The doctor suctions out the baby's nose.
Mom pushes one final time, and the baby's anterior shoulder (one on top) comes free.
Both of baby's arms are free.
The lower body is born.
Mom looks over her disappearing belly and see her baby for the first time.
The baby is placed immediately on mom's belly. Dad sobs as he looks at his baby.

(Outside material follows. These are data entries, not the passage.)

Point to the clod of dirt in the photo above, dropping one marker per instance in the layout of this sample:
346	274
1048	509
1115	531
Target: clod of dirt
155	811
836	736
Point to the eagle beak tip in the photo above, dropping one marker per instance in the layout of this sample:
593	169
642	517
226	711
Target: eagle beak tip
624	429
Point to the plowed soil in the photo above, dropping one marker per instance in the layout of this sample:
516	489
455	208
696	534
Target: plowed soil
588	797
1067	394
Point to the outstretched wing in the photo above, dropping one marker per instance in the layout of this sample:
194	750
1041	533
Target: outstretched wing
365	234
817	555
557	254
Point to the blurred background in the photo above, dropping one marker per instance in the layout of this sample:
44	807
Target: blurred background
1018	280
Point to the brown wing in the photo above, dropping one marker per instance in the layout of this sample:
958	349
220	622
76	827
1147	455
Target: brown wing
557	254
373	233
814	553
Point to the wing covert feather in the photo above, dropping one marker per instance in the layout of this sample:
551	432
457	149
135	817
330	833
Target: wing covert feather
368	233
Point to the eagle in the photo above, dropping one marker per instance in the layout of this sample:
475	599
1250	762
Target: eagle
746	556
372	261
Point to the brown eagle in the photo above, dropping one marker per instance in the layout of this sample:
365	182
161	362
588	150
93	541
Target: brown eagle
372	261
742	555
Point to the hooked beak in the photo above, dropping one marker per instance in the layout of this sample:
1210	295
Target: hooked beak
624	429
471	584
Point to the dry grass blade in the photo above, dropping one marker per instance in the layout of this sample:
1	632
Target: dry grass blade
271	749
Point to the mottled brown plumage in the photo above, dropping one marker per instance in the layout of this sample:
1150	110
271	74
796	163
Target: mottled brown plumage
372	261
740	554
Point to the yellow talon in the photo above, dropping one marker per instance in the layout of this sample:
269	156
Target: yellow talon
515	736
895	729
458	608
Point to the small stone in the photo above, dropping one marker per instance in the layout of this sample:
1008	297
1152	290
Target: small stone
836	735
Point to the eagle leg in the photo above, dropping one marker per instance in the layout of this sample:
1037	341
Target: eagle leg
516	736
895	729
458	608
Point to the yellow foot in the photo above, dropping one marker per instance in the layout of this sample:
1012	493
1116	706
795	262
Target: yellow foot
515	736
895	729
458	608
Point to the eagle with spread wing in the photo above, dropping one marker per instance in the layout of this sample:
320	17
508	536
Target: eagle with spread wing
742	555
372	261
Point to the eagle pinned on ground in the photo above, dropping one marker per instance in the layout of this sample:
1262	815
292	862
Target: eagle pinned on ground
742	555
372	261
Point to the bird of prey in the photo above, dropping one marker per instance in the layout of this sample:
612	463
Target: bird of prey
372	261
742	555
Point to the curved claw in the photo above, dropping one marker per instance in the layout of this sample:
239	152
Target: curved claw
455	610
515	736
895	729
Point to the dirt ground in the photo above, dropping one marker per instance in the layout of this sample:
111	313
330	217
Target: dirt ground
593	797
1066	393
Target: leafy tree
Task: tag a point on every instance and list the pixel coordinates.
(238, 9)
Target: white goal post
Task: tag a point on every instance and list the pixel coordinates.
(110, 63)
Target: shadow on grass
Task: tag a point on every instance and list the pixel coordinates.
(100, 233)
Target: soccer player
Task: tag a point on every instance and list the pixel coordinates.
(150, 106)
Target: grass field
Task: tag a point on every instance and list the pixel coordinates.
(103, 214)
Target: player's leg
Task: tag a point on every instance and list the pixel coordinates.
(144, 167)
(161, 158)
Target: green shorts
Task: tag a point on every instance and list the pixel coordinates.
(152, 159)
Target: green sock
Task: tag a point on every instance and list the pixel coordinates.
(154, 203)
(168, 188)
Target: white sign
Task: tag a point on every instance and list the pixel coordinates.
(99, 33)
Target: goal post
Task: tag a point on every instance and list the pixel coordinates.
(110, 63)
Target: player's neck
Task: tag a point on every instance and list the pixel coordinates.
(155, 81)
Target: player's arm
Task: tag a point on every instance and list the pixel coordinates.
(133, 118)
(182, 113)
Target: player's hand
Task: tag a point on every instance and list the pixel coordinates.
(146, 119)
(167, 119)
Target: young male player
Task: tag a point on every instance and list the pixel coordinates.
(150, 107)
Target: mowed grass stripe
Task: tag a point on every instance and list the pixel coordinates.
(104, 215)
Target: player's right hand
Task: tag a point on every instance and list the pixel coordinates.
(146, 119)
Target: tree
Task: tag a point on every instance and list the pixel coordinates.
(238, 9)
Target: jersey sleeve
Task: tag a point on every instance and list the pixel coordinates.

Mom and dad marvel over their new baby. Neither one know yet if it's a boy or a girl! They are so overwhelmed by the fact that they are parents and the baby is here that it never even occurs to them to look!
The baby is taken over to the warmer quickly. They use a special instrument to look deep inside the baby's throat to see if any meconium was breathed or swallowed.
There is meconium, and so they deeply suction the baby out.
Dad is overcome by emotions. It is now that dad finally looks across the room at mom and says, "It's a boy! We have a boy!"
The baby boy gets his first hat on him in preparations for seeing his mom quickly before being taken to the nursery.
Dad continues to love on his son while he breathes the oxygen.
The baby is brought over to see his mother. Mom cries as she touches her baby. "I'm your mommy....and this is your daddy!" she says through the tears of joy.
Baby is brought to the nursery and weighed and measured....7 pounds 8.4 ounces and 20 inches long.
Baby is placed in a warmer with his head under a "hood" so that he can breathe air with richer oxygen.
The doula holds the beautiful baby.
Father and son reach out to each other.